As I said in Monday’s post, I went to see this movie over the weekend. I would give it 5 stars for sure. To me any movie that I feel I am better for having seen is a 5 star movie. It is an added bonus if I am thinking about it days later. So here I am, days later, with Avatar and it’s messages still swirling through my head.
Everyone has said that you must see it. A lot of people say that if nothing else you should see it for it’s beauty and effects. I’m not much for effects, I personally like a good story. I was so enthralled by the characters and the story that I barely noticed the effects. At times I even forgot the movie was in 3D.
The movie touched on a lot of my favorite topics. Some themes that were obvious to me, but maybe not to a lot of people included: oneness, energy, spiritual healing, consciousness and the ability to connect to everything (including spirit). But it was the basic story (one we’ve heard before) that stirred my soul the most and made me ask “is there anything I can do to change this?”
Avatar takes place over one hundred years in the future on a planet called “Pandora.” An American (assumed b/c of the language) corporate entity has hired the military to go on a mission to this planet in order to dig and retrieve a very valuable resource found under the surface. The only obstacle standing in the way is the natives of the planet. The people involved in this mission are convinced that the natives are dangerous and ignorant, needing to be either exterminated or rehabilitated. When the scientist involved in the mission begin to understand the race of beings they discover the beauty in their way of life. These “people” are truly connected to one another and the “earth” they live on. They treat their environment with respect, even blessing and thanking the animals whose lives are taken to provide them with food. Those that become involved with the “Na’ vi” begin to understand that they do not need changing at all and what they represent is far more valuable than the resource on which their homes stand. But the corporation and the military leaders hired by them can not be convinced and only desire to take the land. Ultimately it becomes a battle between greed and love and the people that are forced to choose a side.
I won’t say how it ended. This is one I don’t want to *spoil*, but it really touched my heart at a deep level. I inwardly wept for every country or people that have had to deal with such a tragedy. Wars are started in this manner, often times under the guise that a certain group of people need to be “saved.” I imagined for a moment how it might feel if someone bulldozed my home for no reason apparent to me. It’s easy to explain away with some “for their own good” excuse so that people will be passive and let it go, but how must it feel to be in the position of having your life (everything you have ever known) turned upside down?
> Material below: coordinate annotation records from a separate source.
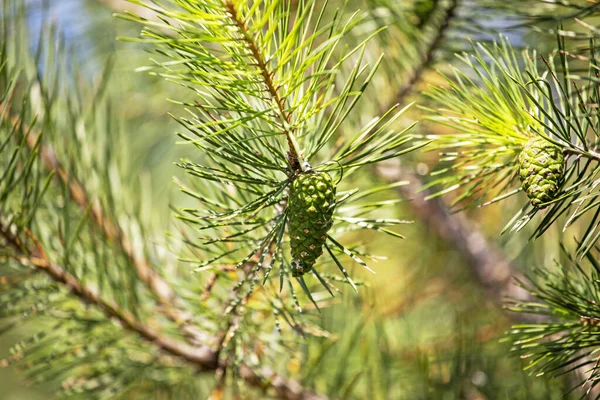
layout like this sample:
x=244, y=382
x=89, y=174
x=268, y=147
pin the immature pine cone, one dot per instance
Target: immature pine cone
x=311, y=203
x=541, y=168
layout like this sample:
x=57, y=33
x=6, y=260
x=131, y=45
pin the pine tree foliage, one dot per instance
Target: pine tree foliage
x=509, y=112
x=77, y=252
x=275, y=91
x=268, y=113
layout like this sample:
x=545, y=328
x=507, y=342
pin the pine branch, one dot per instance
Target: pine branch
x=428, y=58
x=203, y=357
x=490, y=267
x=267, y=76
x=198, y=355
x=157, y=285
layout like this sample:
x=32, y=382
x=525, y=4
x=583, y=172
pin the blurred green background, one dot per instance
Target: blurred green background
x=425, y=316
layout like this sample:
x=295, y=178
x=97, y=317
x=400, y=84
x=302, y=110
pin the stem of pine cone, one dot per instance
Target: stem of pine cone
x=285, y=117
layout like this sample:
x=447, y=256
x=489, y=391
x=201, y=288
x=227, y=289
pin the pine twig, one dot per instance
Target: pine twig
x=428, y=57
x=492, y=270
x=286, y=119
x=201, y=357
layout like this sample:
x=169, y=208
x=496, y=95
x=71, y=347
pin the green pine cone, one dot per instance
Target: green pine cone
x=311, y=204
x=541, y=168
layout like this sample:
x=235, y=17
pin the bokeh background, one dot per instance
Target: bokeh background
x=429, y=323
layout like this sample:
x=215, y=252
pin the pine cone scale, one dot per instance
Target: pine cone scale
x=311, y=204
x=541, y=170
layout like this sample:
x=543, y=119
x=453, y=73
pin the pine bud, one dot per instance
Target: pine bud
x=541, y=168
x=311, y=204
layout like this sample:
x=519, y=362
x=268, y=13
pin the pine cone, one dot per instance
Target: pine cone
x=541, y=168
x=311, y=204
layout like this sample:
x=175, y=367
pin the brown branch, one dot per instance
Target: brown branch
x=201, y=357
x=428, y=57
x=488, y=264
x=161, y=289
x=267, y=76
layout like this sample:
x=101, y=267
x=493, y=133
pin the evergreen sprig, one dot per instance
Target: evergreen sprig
x=567, y=338
x=506, y=101
x=269, y=106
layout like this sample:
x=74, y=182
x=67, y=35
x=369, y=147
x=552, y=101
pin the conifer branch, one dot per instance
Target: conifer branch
x=202, y=357
x=428, y=55
x=156, y=284
x=261, y=63
x=491, y=269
Avatar forces you (or should force you) to ask that question and take a moment to be empathetic. I’m struggling right now with the desire to take my girls to see this movie. I know it is rated PG-13 and that they are probably too young, but I can’t help thinking they would benefit from seeing the truth put forth in this movie. It is an opportunity for them to see the worst and best of humanity and hopefully connect with the best inside themselves because of it.